Sun Way 21

Development
- Designer: J&J Design
- Location: France
- Year: 1989
- No. built: 532
- Builder: Jeanneau
- Role: Cruiser

Boat
- Displacement: 1,874 lb (850 kg)
- Draft: 2.46 ft (0.75 m)

Hull
- Type: monohull
- Construction: fiberglass
- LOA: 21.33 ft (6.50 m)
- LWL: 17.88 ft (5.45 m)
- Beam: 8.17 ft (2.49 m)
- Engine: outboard motor

Hull appendages
- Keel: fin keel
- Ballast: 507 lb (230 kg)
- Rudder: spade-type rudder

Rig
- Rig type: Bermuda rig
- I foretriangle height: 22.96 ft (7.00 m)
- J foretriangle base: 7.38 ft (2.25 m)
- P mainsail luff: 24.93 ft (7.60 m)
- E mainsail foot: 8.86 ft (2.70 m)

Sails
- Sailplan: fractional rigged sloop
- Mainsail area: 129 sq ft (12.0 m^{2})
- Jib/genoa area: 118 sq ft (11.0 m^{2})
- Spinnaker area: 269 sq ft (25.0 m^{2})
- Upwind sail area: 248 sq ft (23.0 m^{2})
- Downwind sail area: 398 sq ft (37.0 m^{2})

= Sun Way 21 =

1990s French recreational keelboat

The Sun Way 21 is a recreational keelboat built by Jeanneau in France from 1989 to 1995, with 532 boats completed.

Built predominantly of polyester fiberglass, with wood trim, the hull is solid fiberglass, while the deck has a balsa core. There is also injected foam that makes the boat unsinkable. The hull has a raked stem, a walk-through reverse transom, an internally mounted spade-type rudder controlled by a tiller and a fixed fin keel or optional stub keel and steel centerboard, with a folding rudder. The fin keel model displaces 1874 lb and carries 507 lb of cast iron ballast, while the centerboard version displaces 1852 lb and carries 441 lb of cast iron external ballast. The keel-equipped version of the boat has a draft of 2.46 ft, while the centerboard-equipped version has a draft of 4.27 ft with the centerboard extended and 2.13 ft with it retracted. It has a hull speed of 5.67 kn.

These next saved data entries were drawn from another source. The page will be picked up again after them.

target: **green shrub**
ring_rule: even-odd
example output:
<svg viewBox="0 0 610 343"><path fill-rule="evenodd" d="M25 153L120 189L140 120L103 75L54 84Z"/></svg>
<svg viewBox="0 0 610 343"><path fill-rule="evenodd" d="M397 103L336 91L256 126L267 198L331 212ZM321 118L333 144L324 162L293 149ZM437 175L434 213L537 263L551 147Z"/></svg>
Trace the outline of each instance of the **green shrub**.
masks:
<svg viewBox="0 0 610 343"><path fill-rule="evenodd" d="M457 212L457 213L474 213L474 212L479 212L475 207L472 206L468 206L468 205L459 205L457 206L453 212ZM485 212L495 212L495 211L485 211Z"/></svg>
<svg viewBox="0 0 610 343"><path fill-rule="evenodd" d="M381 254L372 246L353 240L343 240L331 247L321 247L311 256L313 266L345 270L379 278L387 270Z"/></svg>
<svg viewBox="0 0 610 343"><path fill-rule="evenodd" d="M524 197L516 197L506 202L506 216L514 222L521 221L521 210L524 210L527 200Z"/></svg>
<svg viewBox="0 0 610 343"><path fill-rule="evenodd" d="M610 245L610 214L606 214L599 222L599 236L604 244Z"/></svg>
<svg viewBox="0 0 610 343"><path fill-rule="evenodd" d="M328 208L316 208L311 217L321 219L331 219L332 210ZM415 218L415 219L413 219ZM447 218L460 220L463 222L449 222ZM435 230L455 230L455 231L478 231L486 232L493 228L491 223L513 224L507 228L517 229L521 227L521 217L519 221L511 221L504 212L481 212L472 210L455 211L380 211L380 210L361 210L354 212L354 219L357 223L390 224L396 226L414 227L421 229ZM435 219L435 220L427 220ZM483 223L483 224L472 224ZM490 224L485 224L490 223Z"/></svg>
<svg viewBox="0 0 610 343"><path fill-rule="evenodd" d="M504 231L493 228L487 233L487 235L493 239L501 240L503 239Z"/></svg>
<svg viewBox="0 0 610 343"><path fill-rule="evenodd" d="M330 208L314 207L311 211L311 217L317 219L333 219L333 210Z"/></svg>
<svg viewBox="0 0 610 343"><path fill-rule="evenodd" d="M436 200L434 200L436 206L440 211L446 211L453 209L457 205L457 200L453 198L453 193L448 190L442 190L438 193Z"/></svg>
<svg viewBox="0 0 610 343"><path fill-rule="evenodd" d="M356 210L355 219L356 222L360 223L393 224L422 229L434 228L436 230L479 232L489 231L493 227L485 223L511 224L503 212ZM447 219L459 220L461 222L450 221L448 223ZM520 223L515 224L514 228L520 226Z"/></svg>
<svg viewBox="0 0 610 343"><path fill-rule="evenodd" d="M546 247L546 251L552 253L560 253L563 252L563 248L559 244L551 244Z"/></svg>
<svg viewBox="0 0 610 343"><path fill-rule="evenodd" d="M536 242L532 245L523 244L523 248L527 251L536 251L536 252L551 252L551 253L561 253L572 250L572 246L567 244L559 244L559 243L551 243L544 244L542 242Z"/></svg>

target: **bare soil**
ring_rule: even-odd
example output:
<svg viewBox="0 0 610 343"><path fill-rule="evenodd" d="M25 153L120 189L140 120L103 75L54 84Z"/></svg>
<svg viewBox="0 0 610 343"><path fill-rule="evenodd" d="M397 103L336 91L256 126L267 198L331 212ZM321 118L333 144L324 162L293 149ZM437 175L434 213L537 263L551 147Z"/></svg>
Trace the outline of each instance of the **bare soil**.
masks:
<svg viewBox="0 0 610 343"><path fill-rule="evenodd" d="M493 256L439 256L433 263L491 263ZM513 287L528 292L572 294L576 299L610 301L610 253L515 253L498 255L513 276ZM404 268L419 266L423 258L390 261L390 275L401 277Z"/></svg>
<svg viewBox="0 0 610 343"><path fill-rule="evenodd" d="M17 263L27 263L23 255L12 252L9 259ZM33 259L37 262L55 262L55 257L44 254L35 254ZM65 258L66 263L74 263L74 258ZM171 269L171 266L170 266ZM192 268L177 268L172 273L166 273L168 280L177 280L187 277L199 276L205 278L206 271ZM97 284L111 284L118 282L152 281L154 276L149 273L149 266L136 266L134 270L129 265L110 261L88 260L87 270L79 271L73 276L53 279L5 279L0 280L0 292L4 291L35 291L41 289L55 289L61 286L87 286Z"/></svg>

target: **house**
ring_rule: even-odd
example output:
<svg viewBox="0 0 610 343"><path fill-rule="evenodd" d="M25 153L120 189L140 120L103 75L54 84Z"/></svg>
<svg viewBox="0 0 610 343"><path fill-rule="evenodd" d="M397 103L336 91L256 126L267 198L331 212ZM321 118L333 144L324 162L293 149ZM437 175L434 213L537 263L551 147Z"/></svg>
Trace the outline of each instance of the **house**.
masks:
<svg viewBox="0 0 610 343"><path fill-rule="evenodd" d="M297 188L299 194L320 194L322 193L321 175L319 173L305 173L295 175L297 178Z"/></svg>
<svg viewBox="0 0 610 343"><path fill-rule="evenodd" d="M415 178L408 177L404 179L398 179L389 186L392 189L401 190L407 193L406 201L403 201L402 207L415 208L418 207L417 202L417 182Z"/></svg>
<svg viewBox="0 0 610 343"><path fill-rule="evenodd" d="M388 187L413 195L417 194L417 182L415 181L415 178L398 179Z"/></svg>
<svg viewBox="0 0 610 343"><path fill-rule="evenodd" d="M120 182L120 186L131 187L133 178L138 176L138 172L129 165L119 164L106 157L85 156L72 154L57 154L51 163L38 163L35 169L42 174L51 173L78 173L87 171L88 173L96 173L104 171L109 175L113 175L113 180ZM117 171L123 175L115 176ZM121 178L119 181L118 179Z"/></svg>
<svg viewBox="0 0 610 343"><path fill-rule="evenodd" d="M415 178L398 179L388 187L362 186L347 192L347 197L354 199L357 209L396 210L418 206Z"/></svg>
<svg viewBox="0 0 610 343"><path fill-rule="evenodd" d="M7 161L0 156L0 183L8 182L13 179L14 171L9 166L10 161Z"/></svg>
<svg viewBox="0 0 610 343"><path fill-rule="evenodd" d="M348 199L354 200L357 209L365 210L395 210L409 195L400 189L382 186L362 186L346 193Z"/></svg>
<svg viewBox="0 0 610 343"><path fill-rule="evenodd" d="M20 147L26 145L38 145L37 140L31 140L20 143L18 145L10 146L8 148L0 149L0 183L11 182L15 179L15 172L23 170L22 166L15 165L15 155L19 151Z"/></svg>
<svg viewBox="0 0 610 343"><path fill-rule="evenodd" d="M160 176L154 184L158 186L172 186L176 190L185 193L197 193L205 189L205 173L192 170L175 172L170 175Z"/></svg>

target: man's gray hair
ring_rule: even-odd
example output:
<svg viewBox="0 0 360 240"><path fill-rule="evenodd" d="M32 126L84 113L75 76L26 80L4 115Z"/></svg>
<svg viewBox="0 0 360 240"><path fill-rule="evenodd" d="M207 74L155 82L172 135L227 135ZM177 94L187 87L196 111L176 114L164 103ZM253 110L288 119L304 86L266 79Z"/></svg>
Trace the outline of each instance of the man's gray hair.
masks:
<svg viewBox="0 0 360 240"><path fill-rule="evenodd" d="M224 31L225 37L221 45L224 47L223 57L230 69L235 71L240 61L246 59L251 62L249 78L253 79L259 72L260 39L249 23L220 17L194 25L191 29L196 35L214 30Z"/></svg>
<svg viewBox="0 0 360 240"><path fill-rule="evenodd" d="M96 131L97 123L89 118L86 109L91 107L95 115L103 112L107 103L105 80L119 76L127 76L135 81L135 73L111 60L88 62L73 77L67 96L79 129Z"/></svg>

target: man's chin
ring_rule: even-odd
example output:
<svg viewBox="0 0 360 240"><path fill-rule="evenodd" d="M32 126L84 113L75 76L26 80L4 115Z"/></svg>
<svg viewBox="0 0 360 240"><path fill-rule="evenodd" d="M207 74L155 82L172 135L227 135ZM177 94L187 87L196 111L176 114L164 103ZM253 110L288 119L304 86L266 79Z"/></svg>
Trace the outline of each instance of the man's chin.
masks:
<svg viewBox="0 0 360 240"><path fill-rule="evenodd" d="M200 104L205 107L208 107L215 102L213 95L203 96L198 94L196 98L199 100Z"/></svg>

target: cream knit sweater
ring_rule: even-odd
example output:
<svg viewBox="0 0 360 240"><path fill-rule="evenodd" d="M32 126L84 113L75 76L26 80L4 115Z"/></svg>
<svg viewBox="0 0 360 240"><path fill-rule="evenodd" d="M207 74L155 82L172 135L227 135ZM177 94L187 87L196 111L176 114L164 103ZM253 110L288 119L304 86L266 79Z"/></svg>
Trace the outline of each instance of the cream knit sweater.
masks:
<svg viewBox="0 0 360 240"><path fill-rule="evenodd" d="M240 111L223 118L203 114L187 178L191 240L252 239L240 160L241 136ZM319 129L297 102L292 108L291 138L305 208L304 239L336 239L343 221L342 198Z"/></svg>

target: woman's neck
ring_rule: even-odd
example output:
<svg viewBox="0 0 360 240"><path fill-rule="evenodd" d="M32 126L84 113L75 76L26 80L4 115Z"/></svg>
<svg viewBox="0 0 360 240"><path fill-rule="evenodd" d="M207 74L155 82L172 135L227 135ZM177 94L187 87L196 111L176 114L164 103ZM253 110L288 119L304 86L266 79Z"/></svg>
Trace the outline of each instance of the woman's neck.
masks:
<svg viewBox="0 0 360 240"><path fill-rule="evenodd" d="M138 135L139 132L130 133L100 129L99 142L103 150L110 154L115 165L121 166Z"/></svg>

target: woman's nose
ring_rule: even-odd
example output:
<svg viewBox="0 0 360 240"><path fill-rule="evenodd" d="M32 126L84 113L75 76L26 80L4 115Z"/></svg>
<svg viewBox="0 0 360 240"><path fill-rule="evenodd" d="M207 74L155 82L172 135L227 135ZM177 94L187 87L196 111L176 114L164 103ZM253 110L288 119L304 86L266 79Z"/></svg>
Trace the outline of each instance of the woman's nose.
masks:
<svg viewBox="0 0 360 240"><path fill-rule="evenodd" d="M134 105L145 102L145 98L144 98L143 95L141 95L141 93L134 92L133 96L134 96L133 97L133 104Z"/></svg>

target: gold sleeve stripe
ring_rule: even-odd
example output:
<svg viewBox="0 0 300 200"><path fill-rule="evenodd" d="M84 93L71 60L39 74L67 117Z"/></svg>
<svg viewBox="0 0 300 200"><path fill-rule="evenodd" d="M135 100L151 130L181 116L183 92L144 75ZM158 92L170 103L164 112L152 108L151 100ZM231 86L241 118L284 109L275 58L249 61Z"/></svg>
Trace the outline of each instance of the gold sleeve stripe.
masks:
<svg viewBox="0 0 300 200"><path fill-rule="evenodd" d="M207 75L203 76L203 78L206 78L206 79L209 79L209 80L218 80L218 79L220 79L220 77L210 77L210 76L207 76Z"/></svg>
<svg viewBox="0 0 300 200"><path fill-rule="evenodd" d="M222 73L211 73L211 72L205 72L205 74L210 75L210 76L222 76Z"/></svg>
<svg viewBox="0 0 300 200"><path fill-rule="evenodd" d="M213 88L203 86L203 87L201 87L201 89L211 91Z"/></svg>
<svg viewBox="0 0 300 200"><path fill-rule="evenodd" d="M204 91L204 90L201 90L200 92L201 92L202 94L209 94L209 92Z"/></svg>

It has four berths, with a double V-berth and two settees in the main cabin around a table. Cabin headroom is 58 in.

It has a 7/8 fractional sloop rig, with a deck-stepped pivoting mast, one set of swept spreaders and aluminum spars with continuous stainless steel wire rigging. For sailing downwind the design may be equipped with a symmetrical spinnaker of 269 sqft.